Here’s the average of both Ryzen CPUs perform at 1080p at the highest graphical setting:

  • Shadow of the Tomb Raider: 98 fps
  • Metro Exodus: 72 fps
  • Total War: Warhammer II: 93 fps
  • Far Cry 5: 94 fps

Numbers will vary depending on the graphics card, and since the GTX 10-series has been out of production for a while, you’re probably better off sticking with the GTX 16-series or RTX 20-series, if you want to get close to or the same performance as the above games. The RTX 2060 Super should do the trick, but if you need to go cheaper, the GTX 1660 Ti should still perform admirably with either of these Ryzen processors. I also wouldn’t recommend pricier or faster GPUs as you’ll likely find the 3100/3300X bottlenecking performance.

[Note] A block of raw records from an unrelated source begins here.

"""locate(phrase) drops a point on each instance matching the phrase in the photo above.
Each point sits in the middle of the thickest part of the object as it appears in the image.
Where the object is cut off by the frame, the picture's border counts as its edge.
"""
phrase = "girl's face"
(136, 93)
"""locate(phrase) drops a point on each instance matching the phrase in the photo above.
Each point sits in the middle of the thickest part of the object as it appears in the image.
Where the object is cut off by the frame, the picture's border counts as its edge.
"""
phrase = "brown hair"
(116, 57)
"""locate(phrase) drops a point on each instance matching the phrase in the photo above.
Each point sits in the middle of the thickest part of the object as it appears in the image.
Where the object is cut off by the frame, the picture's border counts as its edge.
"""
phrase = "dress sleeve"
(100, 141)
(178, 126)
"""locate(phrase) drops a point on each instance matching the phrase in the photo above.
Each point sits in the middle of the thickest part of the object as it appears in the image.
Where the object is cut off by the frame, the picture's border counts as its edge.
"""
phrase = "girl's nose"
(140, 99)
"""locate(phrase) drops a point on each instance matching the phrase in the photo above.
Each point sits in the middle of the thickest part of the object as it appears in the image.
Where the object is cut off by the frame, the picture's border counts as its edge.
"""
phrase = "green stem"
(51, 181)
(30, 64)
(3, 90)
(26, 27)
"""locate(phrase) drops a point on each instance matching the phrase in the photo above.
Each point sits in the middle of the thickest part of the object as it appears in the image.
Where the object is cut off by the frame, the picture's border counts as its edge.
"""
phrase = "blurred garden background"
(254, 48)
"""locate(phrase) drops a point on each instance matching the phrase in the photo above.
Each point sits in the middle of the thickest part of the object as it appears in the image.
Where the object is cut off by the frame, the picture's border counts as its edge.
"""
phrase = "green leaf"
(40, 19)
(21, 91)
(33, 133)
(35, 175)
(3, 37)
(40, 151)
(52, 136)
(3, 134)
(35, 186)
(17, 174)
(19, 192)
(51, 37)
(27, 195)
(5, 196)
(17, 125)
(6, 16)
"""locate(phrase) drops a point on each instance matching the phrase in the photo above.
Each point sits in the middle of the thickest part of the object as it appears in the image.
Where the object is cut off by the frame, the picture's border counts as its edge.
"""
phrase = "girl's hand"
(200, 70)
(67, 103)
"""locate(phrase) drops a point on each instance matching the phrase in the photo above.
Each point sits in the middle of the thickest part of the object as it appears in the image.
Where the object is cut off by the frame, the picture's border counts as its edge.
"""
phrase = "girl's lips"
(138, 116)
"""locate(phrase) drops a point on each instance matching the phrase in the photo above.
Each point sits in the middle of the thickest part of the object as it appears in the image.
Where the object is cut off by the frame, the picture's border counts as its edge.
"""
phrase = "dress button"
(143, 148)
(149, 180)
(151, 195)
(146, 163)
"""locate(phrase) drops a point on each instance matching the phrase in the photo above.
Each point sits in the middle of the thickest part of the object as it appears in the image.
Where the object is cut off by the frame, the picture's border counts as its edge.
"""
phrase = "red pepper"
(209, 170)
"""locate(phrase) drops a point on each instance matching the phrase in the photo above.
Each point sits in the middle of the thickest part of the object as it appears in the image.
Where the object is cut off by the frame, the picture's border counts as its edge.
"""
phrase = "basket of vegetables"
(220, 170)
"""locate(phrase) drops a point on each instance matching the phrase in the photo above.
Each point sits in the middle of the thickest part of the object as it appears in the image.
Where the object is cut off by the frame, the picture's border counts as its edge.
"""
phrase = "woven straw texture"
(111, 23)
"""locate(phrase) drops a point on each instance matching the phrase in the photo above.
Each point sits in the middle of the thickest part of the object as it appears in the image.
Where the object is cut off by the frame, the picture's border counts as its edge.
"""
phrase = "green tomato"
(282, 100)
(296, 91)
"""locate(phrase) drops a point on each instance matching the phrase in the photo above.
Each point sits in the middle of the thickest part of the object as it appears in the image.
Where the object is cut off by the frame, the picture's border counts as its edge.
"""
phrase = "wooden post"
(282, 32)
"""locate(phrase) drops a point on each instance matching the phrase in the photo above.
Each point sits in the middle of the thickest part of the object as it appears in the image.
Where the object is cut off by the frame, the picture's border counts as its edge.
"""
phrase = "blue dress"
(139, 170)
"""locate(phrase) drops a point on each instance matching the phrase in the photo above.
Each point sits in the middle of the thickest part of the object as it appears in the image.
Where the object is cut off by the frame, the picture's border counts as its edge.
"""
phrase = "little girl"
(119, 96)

As I mentioned earlier, AMD claims that these CPUs can get slightly better gaming performance than one of Intel’s 7th-gen processors, the Core i7-7700K. Unfortunately, I did not have an i7-7700K on-hand to test against the Ryzen 3 3100 and 3300X with our spread of games, but Gizmodo has tested it previously using a similar set up so I could compare numbers. Performance will depend on the overall configuration of your rig and whether or not you’ve done any overclocking, but out of the box, AMD’s new budget CPUs win some and lose some. The Core i7-7700K’s multi-core processing speed is slower than both the 3100 and 3300X (18121 verses 19903 in Geekbench 4), yet they cannot beat the i7-7700K’s single-core power (5435 verses 5133/5279). The Ryzen processors are also slightly slower in Handbrake than the i7-7700K, by 10 to 20 seconds, and 2-3 minutes slower in Blender.

However, AMD’s new budget Ryzen 3 crushed the i7-7700K in the Civ VI benchmarks. Where Intel’s GPU/CPU speeds were 18.0/21.5, the Ryzen 3 3300X was the fastest at 11.3/7.20, with the 3100 barely trailing behind at 11.4/7.31. That’s not awful for budget CPUs going up against a processor that retailed for several hundred pounds in 2017, and is still listed on Newegg at $560 (£453).

At their base clocks, AMD’s new Ryzen 3 processors still pack a lot of power for budget CPUs, and either is a fine choice for a budget build. If you plan on overclocking, the 3300X is the better choice; the price difference is minimal for a higher boost clock, plus its rendering speed is faster. Though I’d caution waiting a little while longer to tuck into the budget PC build. I’m looking forward to seeing how Intel’s recently announced 10th-gen Core i3-10100 stacks up, specifically compared to the Ryzen 3 3300X since it’s not overclockable for a very minor price difference. But if you can’t wait to see what Intel will pull off, these are damn good processors.

README

  • So so so good, and so so so cheap!
  • There’s no real difference between the two in terms of gaming performance and multicore performance.
  • For £20 more, you get faster rendering times and higher boost clock with the 3300X.